Risques difficilement modélisables

Le problème est que ce marché s’est largement démocratisé. Un cinquième des investisseurs seraient des particuliers, selon Alberto Gallo. Et de plus en plus d’investisseurs s’y intéressent dans leur quête désespérée de rendement. Or, comme le note l’Esma, il est difficile de modéliser les risques inhérents à l’instrument. Peu d’investisseurs, hormis quelques hedge funds, seraient d’ailleurs en mesure d’utiliser des modèles assez complexes pour valoriser les CoCos. Cette difficulté à pouvoir bien évaluer les risques se double d’une certaine hétérogénéité des structures. « Les CoCos peuvent être des instruments perpétuels ou avoir une maturité définie, ils peuvent avoir un seuil de déclenchement bas ou élevé et, en cas d’atteinte de ce seuil, ils peuvent être soit convertis en actions, soit faire l’objet d’une réduction du nominal, soulignent les analystes de SG CIB. De plus, cette diminution de capital peut être temporaire ou permanente. » « Les régulateurs doivent créer un standard et réduire la complexité de l’instrument », suggère Alberto Gallo. Il semble avoir été entendu. La FCA lancera en septembre une consultation sur ce sujet.

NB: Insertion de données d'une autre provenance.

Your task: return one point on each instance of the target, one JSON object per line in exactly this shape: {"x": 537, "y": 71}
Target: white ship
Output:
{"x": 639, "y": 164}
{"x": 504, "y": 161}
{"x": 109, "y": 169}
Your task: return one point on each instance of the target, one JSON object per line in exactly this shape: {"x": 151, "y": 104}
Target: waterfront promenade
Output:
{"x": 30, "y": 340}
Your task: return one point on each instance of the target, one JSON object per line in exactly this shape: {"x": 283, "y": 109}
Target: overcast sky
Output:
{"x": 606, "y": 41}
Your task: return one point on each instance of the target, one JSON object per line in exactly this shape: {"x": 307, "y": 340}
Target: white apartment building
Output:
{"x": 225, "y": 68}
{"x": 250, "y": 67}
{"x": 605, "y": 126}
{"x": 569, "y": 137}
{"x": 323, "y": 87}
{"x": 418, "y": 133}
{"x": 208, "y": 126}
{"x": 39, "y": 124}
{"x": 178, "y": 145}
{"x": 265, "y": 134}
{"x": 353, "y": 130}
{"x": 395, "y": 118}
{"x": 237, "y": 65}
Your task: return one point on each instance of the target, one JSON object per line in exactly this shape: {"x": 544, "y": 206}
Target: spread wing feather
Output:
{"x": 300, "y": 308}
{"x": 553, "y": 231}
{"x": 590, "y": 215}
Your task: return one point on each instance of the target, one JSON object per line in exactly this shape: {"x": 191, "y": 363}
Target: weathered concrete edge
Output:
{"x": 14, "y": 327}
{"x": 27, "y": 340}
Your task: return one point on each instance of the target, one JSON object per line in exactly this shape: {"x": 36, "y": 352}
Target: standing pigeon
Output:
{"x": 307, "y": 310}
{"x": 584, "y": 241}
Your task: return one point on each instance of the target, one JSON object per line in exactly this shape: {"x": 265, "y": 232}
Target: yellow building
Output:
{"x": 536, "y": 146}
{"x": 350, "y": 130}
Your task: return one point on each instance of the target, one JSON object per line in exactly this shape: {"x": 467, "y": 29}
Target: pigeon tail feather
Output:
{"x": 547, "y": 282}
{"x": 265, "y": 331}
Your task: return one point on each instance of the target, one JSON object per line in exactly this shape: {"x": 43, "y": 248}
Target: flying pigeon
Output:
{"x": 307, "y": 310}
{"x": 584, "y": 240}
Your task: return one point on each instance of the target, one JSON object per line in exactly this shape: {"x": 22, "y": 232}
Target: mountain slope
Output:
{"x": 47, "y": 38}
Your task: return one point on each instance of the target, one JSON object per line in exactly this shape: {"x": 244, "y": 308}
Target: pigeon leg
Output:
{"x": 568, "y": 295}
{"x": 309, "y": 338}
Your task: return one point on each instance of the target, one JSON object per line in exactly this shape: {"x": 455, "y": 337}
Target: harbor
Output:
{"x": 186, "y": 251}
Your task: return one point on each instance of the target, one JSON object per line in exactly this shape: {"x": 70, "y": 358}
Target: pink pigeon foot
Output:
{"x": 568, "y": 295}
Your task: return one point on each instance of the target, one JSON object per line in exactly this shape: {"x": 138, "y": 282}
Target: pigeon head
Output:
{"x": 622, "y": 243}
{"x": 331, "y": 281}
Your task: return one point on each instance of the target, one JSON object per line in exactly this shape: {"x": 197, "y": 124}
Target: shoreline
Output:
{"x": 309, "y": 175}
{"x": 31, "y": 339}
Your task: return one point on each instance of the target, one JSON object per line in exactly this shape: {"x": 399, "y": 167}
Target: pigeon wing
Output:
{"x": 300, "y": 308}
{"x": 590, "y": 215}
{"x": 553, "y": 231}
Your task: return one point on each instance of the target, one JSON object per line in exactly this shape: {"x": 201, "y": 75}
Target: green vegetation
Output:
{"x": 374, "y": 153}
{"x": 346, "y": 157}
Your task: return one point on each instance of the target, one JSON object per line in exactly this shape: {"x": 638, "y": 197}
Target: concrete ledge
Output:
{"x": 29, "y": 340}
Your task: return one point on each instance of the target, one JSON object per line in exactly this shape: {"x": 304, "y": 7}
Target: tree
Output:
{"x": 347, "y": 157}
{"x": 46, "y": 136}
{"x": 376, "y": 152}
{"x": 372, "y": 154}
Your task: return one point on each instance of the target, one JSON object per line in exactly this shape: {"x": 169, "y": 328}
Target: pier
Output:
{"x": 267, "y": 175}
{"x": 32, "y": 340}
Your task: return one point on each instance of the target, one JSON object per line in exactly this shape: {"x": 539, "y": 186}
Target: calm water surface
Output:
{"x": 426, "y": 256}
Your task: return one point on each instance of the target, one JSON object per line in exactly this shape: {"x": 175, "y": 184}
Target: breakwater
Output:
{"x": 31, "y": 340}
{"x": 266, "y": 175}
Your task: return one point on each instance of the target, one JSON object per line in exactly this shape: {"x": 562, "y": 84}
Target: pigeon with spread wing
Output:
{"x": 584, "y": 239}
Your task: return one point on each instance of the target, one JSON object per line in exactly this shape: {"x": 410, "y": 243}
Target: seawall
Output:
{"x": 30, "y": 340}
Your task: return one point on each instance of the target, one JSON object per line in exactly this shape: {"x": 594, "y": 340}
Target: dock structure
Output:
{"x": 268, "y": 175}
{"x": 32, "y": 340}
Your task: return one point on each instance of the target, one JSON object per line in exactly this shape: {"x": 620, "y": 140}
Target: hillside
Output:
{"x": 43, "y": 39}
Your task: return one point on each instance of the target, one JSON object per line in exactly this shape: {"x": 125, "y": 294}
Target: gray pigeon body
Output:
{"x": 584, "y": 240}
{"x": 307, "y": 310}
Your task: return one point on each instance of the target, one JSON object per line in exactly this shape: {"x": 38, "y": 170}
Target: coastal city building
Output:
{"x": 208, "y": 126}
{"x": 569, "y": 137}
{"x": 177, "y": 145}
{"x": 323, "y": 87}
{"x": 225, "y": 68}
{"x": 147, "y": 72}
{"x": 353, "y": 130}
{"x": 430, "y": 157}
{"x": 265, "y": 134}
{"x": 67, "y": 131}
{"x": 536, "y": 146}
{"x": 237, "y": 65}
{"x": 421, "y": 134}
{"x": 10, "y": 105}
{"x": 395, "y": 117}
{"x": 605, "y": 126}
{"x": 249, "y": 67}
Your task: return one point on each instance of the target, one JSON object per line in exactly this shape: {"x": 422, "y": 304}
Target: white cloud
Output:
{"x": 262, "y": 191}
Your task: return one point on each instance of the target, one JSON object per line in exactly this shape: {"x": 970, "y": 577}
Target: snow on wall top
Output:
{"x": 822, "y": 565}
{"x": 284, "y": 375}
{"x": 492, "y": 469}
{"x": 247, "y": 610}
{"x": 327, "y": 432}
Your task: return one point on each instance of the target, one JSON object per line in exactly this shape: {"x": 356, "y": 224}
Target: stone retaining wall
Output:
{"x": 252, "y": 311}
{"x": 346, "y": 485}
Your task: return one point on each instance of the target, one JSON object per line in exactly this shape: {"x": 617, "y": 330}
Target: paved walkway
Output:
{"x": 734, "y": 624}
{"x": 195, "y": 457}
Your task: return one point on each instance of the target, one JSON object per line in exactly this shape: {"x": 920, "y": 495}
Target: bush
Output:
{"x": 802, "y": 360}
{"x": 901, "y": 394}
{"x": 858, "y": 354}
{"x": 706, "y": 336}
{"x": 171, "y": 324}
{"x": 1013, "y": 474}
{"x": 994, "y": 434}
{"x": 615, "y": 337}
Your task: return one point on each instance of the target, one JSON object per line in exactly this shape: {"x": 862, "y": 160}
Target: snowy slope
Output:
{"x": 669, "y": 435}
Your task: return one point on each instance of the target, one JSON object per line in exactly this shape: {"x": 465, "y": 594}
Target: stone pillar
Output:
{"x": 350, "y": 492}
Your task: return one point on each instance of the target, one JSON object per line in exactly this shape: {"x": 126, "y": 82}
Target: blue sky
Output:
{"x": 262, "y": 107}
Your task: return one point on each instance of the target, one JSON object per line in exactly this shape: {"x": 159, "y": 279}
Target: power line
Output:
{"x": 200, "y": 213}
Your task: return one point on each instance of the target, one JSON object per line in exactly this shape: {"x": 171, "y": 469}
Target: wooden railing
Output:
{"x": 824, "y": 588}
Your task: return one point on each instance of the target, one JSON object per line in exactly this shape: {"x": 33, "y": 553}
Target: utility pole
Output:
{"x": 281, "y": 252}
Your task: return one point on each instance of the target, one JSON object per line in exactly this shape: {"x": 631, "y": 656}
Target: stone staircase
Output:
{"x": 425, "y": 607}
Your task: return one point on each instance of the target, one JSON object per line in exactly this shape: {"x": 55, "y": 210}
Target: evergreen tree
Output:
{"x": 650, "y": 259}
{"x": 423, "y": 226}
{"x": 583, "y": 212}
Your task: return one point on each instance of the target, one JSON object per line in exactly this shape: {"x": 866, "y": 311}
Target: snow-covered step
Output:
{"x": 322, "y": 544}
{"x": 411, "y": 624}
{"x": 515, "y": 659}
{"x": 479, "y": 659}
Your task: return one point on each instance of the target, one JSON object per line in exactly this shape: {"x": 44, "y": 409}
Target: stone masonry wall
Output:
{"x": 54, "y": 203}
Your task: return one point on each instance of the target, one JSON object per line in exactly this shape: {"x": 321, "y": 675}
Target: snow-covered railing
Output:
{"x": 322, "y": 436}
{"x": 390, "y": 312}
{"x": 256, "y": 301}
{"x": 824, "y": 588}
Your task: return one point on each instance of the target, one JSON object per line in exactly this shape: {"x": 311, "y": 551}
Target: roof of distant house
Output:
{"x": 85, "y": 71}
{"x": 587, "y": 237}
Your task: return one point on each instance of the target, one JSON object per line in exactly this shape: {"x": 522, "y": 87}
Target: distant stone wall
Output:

Ces dernières semaines, le marché des CoCos a marqué le pas en termes d’émissions, mais aussi de prix. Cette baisse a entraîné un rebond du rendement moyen de ces obligations de 5,8 % à 6,55 %, selon l’indice de BofA Merrill Lynch, de quoi mieux rémunérer le risque pris. Les déboires du portugais Banco Espírito Santo, qui se sont soldés par une mise à contribution de ses créanciers juniors, ont rappelé aux investisseurs que ces instruments n’étaient pas totalement dénués de risques.